To be lost is to be fully present, and to be fully present is to be capable of being in uncertainty and mystery.
Fanella sighed. All sounds very philosophical, but I’m still stuck in the wrong time zone.
Another passage from the book popped into her head:
We treat desire as a problem to be solved, address what desire is for and focus on that something and how to acquire it rather than on the nature and the sensation of desire, though often it is the desire between us and the object of desire that fills the space in between with the blue of longing.
Fanella gazed up at the sky ~ the blue of longing was taking over, as the white wisps of clouds dispersed.
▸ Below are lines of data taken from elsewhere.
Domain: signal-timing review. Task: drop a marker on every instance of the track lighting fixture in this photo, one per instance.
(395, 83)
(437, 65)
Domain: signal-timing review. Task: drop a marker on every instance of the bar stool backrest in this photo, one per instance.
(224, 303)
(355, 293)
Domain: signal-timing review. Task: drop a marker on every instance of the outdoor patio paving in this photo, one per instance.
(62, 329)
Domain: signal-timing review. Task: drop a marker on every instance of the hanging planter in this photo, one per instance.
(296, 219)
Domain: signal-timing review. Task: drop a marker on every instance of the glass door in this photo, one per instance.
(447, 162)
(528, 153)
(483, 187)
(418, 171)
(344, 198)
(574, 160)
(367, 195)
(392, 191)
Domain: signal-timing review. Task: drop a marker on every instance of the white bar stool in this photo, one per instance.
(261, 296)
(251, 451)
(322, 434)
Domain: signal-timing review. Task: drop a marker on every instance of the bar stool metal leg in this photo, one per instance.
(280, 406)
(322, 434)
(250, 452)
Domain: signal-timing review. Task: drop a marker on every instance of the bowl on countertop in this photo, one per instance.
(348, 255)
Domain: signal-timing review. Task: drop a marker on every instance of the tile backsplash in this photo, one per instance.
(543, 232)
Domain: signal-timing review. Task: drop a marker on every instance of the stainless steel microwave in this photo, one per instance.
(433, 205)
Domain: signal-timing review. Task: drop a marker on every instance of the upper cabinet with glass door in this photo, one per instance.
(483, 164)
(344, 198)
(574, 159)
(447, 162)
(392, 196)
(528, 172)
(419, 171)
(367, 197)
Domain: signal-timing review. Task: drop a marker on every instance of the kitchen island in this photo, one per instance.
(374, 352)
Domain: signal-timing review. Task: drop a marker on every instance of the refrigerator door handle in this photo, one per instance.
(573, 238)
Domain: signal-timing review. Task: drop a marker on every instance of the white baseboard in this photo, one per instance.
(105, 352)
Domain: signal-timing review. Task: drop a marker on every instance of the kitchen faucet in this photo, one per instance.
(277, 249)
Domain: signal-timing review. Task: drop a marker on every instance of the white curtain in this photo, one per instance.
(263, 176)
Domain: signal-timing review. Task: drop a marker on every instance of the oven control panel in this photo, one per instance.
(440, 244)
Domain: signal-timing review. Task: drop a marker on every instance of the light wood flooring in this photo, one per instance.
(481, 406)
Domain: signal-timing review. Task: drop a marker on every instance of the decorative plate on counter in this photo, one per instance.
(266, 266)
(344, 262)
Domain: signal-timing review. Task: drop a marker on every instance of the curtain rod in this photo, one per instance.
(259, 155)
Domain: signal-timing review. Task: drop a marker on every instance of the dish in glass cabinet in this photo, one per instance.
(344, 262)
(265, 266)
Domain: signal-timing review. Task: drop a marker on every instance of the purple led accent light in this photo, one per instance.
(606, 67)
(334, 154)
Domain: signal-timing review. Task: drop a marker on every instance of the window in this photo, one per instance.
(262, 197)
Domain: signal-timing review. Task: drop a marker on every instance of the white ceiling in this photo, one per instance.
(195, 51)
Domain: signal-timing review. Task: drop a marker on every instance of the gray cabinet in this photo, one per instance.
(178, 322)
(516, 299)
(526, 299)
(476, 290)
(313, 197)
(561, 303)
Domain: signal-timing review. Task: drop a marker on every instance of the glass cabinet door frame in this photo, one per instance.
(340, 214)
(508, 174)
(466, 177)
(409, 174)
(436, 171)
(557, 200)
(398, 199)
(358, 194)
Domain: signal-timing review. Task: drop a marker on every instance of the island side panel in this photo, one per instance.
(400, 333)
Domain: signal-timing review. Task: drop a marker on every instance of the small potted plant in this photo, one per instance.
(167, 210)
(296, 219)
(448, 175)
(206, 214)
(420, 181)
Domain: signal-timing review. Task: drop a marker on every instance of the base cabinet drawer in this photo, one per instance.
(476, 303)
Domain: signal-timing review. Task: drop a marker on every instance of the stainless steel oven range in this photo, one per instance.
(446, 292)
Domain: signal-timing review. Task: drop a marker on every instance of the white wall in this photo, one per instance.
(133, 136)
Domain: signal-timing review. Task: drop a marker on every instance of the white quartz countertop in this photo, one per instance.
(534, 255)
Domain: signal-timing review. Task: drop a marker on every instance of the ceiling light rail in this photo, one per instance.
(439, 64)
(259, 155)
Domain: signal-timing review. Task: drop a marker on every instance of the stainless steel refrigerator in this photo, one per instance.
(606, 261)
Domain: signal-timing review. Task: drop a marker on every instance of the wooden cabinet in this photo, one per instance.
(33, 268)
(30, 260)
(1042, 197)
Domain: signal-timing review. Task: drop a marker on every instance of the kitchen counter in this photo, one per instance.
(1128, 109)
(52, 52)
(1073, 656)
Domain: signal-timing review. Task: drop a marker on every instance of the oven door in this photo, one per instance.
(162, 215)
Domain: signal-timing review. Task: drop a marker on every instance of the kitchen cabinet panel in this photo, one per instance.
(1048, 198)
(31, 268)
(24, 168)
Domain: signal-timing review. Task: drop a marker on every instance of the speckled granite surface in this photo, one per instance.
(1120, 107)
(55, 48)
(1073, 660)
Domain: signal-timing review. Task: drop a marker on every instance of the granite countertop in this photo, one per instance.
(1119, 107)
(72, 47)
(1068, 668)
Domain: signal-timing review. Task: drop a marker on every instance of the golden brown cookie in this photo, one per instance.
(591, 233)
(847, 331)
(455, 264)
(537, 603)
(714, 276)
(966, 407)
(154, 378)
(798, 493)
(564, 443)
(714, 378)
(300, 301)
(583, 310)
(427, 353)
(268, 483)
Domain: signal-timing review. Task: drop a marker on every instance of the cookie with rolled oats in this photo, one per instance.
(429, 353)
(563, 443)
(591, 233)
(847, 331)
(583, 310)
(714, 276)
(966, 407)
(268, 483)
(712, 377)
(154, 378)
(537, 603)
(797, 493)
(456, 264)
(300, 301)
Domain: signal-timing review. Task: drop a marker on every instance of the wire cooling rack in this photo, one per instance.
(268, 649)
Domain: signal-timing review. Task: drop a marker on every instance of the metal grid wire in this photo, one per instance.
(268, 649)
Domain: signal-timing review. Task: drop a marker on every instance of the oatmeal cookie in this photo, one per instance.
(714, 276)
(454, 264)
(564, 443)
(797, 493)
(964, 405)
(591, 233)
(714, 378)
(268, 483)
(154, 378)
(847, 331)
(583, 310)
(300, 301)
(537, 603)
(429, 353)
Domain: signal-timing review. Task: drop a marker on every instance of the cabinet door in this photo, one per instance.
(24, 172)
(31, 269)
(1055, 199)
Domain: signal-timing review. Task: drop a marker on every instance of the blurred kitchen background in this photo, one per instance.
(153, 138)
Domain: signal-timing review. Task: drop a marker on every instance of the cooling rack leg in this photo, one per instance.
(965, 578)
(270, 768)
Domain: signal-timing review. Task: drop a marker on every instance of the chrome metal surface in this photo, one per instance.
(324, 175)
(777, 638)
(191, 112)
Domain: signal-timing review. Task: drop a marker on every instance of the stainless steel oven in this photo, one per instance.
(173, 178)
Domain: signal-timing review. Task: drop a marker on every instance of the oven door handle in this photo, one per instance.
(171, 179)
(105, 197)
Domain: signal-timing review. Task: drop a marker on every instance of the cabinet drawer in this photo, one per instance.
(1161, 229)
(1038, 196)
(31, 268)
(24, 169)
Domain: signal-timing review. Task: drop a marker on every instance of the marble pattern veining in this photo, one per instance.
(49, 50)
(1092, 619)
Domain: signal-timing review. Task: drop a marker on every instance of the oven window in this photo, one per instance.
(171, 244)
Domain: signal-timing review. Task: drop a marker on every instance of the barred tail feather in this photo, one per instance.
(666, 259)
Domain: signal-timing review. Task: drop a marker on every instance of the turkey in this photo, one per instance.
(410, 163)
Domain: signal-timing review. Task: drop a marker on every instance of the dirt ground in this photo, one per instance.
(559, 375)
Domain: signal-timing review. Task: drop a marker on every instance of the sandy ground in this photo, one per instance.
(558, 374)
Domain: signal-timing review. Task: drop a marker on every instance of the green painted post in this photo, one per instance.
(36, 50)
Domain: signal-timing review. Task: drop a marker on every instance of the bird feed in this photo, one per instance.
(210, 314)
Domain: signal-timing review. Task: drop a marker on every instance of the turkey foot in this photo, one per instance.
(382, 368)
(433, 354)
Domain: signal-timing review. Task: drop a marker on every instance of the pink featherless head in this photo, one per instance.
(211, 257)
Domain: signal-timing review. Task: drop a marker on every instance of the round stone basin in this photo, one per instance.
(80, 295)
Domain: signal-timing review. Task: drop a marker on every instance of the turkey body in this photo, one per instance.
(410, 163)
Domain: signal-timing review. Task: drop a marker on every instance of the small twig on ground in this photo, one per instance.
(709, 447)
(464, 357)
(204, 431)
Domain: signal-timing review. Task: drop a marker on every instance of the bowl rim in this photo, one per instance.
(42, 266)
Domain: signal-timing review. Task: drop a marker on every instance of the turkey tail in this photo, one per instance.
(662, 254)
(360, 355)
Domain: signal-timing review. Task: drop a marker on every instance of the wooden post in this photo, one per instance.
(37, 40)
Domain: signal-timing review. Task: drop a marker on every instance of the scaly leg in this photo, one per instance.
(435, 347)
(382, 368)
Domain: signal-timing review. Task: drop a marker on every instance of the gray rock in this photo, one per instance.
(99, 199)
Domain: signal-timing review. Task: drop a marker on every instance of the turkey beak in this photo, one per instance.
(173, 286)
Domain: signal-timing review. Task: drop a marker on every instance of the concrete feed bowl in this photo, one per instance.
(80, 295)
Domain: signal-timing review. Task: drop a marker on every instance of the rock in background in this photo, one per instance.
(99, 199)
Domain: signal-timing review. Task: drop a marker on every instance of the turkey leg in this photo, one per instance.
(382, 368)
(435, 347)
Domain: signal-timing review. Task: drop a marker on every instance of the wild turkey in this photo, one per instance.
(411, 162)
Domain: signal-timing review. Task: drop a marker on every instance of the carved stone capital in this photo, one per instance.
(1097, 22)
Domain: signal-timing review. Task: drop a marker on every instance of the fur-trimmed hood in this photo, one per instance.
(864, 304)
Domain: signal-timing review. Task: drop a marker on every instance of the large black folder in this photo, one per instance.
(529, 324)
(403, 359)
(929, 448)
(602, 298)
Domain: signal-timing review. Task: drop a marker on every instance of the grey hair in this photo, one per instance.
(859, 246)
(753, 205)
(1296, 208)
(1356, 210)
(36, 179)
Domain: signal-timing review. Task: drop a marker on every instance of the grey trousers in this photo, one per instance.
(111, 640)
The people thrown into other cultures go through something of the anguish of the butterfly, whose body must disintegrate and reform more than once in its life cycle…. how often the early stages of change or cure may mimic deterioration. Cut a chrysalis open, and you will find a rotting caterpillar. What you will never find is that mythical creature, half caterpillar, half butterfly….No, the process of transformation consists almost entirely of decay.
Charming, Fanella thought, just bloody charming. Rotting soup of change, that just about sums it up. No wonder I wake up every morning with my bones feeling like mush.